Reduce the amount of data you're working with by serialising the task into a series of smaller tasks. Most people can only hold half a dozen (plus or minus) conditions in their head while coding, so make that the unit of implementation. Design for all the tasks you need to accomplish, but then ruthlessly hack the design so that you never have to play with more than half a dozen paths though the module.
This follows from Bendazo's post - simplify until it becomes easy.
It is inevitable once you have been a programmer that this will happen. If you seriously have unestimated the effort or hit a problem where your solution just doesn't work then stop coding and get talking to your project manager. I always like to take the solutions with me to the meeting, problem is A, you can do x which will take 3 days or we can try y which will take 6 days. Don't make the choice yourself.

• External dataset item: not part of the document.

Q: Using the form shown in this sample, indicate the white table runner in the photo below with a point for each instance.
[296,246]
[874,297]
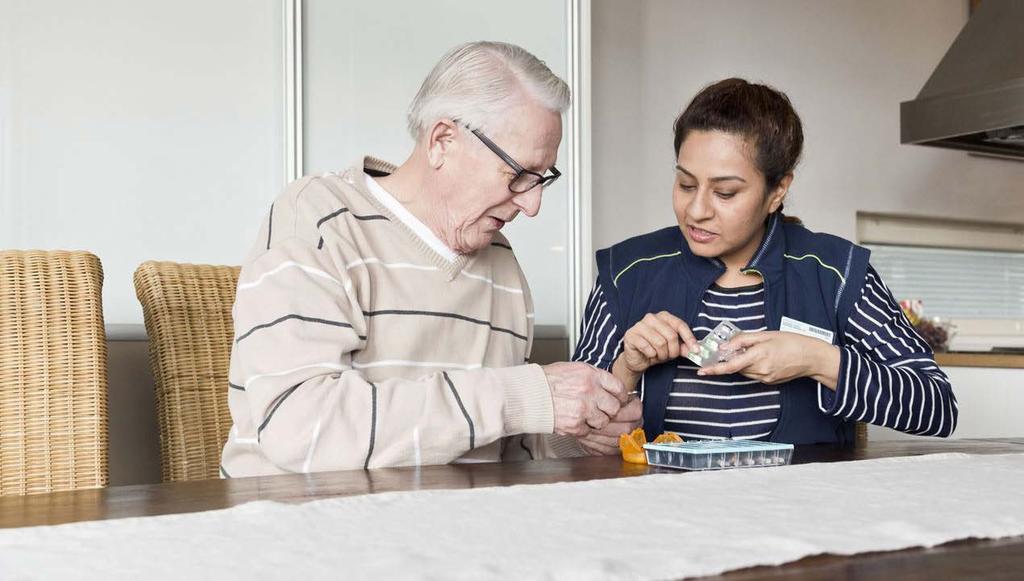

Talk to other programmers every step of the way. The more eyes there are on the design, the more likely an overcomplicated aspect is revealed early, before it becomes too ossified in the codebase.
Constantly ask yourself how you will use whatever you are currently working on. If the answer is that you're not sure, stop to rethink what you're doing.
I've found it useful to jot down thoughts about how to potentially simplify something I'm currently working on. That way, once I actually have it working, it's easier to go back and refactor or redo as necessary instead of messing with something that's not even functional yet.
This is a delicate balancing act: on the one hand you don't want something that takes too long to design and implement, on the other hand you don't want a hack that isn't complicated enough to deal with next week's problem, or even worse requires rewriting to adapt.
A couple of techniques I find helpful:
If something seems more complex than you would like then never sit down to implement it as soon as you have finished thinking about it. Find something else to do for the rest of the day. Numerous times I end up thinking of a different solution to an early part of the problem that removes a lot of the complexity later on.
In a similar vein have someone else you can bounce ideas off. Make sure you can explain to them why the complexity is justified!
If you are adding complexity because you think it will be justified in the future then try to establish when in the future you will use it. If you can't (realistically) imagine needing the complexity for a year or three then it probably isn't justifiable to pay for it now.
I ask my customers why they need some feature. I try and get to the bottom of their request and identify the problem they are experiencing. This often lends itself to a simpler solution than I (or they) would think of.
Of course, if you know your clients' work habits and what problems they have to tackle, you can understand their problems much better from the get-go. And if you "know them" know them, then you understand their speech better. So, develop a close working relationship with your users. It's step zero of engineering.
Take time to name the concepts of the system well, and find names that are related, this makes the system more familiar. Don't be hesitant to rename concepts, the better the connection to the world you know, the better your brain can work with it.
Ask for opinions from people who get their kicks from clean, simple solutions.
Only implement concepts needed by the current project (a desire for future proofing or generic systems make your design bloated).